Case ID: ad2d_55/html/0539-01.html
Source: Caselaw Access Project
Author: {"author": "", "license": "Public Domain", "url": "https://static.case.law/"}
Date Created: 2024-08-24T03:29:51.129683

Lawyers Title Insurance Corporation, as Assignee and Subrogee of Rosenthal & Rosenthal, Inc., Respondent, v Julian N. Marx, Also Known as Jay Marx, Appellant, et al., Defendants.

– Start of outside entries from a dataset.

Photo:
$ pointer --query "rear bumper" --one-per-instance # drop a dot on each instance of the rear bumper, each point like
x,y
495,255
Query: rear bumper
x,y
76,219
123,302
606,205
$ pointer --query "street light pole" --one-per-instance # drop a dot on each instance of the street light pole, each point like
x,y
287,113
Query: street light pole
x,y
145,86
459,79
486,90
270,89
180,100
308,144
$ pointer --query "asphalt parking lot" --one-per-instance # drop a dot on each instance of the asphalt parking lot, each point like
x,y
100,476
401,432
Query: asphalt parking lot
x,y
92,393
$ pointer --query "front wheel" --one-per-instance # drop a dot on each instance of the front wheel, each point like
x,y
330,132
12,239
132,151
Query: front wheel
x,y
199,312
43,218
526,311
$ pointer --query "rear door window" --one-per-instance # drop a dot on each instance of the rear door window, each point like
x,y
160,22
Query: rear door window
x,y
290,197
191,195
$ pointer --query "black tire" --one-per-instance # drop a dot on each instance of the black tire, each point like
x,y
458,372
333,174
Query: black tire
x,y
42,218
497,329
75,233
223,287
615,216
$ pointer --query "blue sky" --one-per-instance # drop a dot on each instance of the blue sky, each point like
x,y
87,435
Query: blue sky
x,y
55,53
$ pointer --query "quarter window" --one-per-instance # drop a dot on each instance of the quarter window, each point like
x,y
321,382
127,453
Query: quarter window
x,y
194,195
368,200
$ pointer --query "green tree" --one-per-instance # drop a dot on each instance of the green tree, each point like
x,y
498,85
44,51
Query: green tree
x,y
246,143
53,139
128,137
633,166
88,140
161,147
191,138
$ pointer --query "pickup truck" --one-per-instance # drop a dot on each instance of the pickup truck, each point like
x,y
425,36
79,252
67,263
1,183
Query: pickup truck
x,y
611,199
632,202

   Order, Supreme Court, New York County, entered October 30, 1975, granting plaintiff’s motion for partial summary judgment on the first cause of action and severance of the two causes of action, and the judgment of November 1, 1975 entered thereon, unanimously affirmed, with $60 costs and disbursements to respondent. This action to recover on a guarantee of a mortgage note, which concededly is in default, was commenced by the lender’s subrogated assignee. Defendant-appellant, Julian Newton Marx, the corporate borrower’s president and guarantor, in his individual capacity, of the mortgage loan contends he was fraudulently induced to give that guarantee. His claim, that he would not have entered into the transaction had he not been deceived by plaintiff’s agents into believing prior liens on the realty would be satisfied from the proceeds of the loan is not borne out by any evidentiary facts. Indeed it appears Marx not only was aware of the three prior mortgages, that he induced the lender into believing his corporation owned the property at the time the loan was made, when it in fact did not, and that in conveying this false impression to the lender he was instrumental in concealing facts regarding the property owner’s true name. Furthermore the record discloses Marx’s corporation received the entire mortgage loan and although he charges, on information and belief, that plaintiff’s agent diverted a substantial portion of those proceeds to his own use, there is no documentary proof offered to support this accusation. The claim that appellant is unable to submit opposing documentary evidence because he delivered certain documents and papers to the Westchester County District Attorney’s office is also unpersuasive for they are not identified and it has not been shown how they are relevant to his defense. Concur—Markewich, J. P., Lupiano, Silverman, Lane and Yesawich, JJ. (Dated: Nov. 29, 1976.)